Abbiamo ben presente che ad una visita dei NAS la signorina che toglie il rullo di cotone dalla bocca del paziente compie un atto di abusivismo, come fosse più grave prendere una impronta in arginato che sterilizzare tutto lo strumentario.

Quando noi siamo pazienti ci preoccupa solo la qualità della prestazione e preparazione del medico od anche di tutto il team che con lui collabora?

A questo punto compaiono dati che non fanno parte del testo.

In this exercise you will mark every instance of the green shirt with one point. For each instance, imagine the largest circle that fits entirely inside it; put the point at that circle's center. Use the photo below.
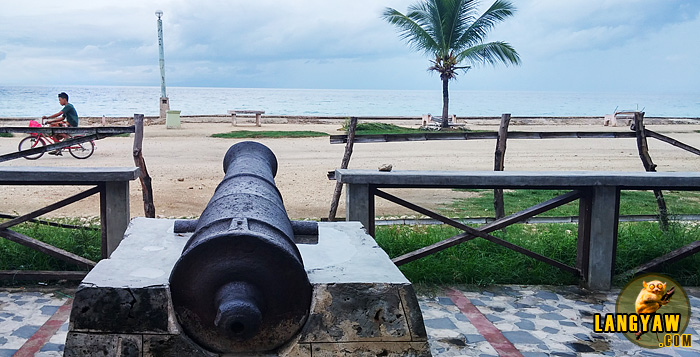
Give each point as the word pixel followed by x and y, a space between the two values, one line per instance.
pixel 71 114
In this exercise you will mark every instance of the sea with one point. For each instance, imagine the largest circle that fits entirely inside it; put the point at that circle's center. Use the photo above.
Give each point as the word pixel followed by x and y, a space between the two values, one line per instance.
pixel 124 101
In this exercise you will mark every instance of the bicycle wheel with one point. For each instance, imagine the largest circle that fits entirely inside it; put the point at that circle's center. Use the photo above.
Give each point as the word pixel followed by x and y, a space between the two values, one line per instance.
pixel 31 142
pixel 82 150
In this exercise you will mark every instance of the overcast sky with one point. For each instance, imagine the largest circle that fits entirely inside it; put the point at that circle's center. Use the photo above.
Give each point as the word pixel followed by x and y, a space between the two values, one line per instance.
pixel 565 45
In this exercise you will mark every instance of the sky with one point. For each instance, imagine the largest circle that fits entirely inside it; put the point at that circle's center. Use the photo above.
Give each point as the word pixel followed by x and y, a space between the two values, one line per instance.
pixel 641 46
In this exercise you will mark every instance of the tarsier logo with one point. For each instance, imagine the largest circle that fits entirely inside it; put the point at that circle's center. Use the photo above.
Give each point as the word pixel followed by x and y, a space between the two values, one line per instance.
pixel 652 311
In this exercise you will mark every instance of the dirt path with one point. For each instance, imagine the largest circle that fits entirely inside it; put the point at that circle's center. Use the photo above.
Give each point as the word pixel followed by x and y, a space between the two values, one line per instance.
pixel 186 164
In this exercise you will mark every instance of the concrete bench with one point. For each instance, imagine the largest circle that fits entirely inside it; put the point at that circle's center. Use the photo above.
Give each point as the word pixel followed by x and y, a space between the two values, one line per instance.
pixel 112 183
pixel 599 200
pixel 258 114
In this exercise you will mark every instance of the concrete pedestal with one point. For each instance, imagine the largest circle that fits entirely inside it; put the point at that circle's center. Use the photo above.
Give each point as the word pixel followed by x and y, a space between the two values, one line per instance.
pixel 362 304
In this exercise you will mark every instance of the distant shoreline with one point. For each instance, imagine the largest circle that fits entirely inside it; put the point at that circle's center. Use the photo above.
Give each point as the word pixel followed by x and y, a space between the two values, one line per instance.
pixel 302 119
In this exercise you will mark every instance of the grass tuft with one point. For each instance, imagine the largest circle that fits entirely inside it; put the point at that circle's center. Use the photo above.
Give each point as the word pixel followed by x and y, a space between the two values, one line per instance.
pixel 242 134
pixel 84 242
pixel 481 262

In una sala operatoria, ad esempio, ci interessano la sterilità, lo strumentario, le capacità della strumentista ecc.? Quindi perché i nostri pazienti non dovrebbero sentirsi più sicuri e rassicurati nell'essere seguiti da personale qualificato?

Tra le altre cose viene comunque garantito che i compiti svolti dalle OSSO rimarcano un ruolo essenzialmente esecutivo secondo protocolli disposti dall'odontoiatra ( non è così ad esempio per l'infermiere professionale che ha un ruolo autonomo e propositivo) eliminando di fatto ogni pericolo di abusivismo legalizzato.

Certamente il carattere regionale della legge è un neo, il non riconoscimento nazionale ed europeo penalizza il tutto, anche se individua un futuro già vigente in tutti i paesi dell'Unione Europea e finalmente ci permetterà di trovare personale dipendente qualificato e motivato allenato a correre con noi verso la nostra meta che almeno in parte sarà anche sua.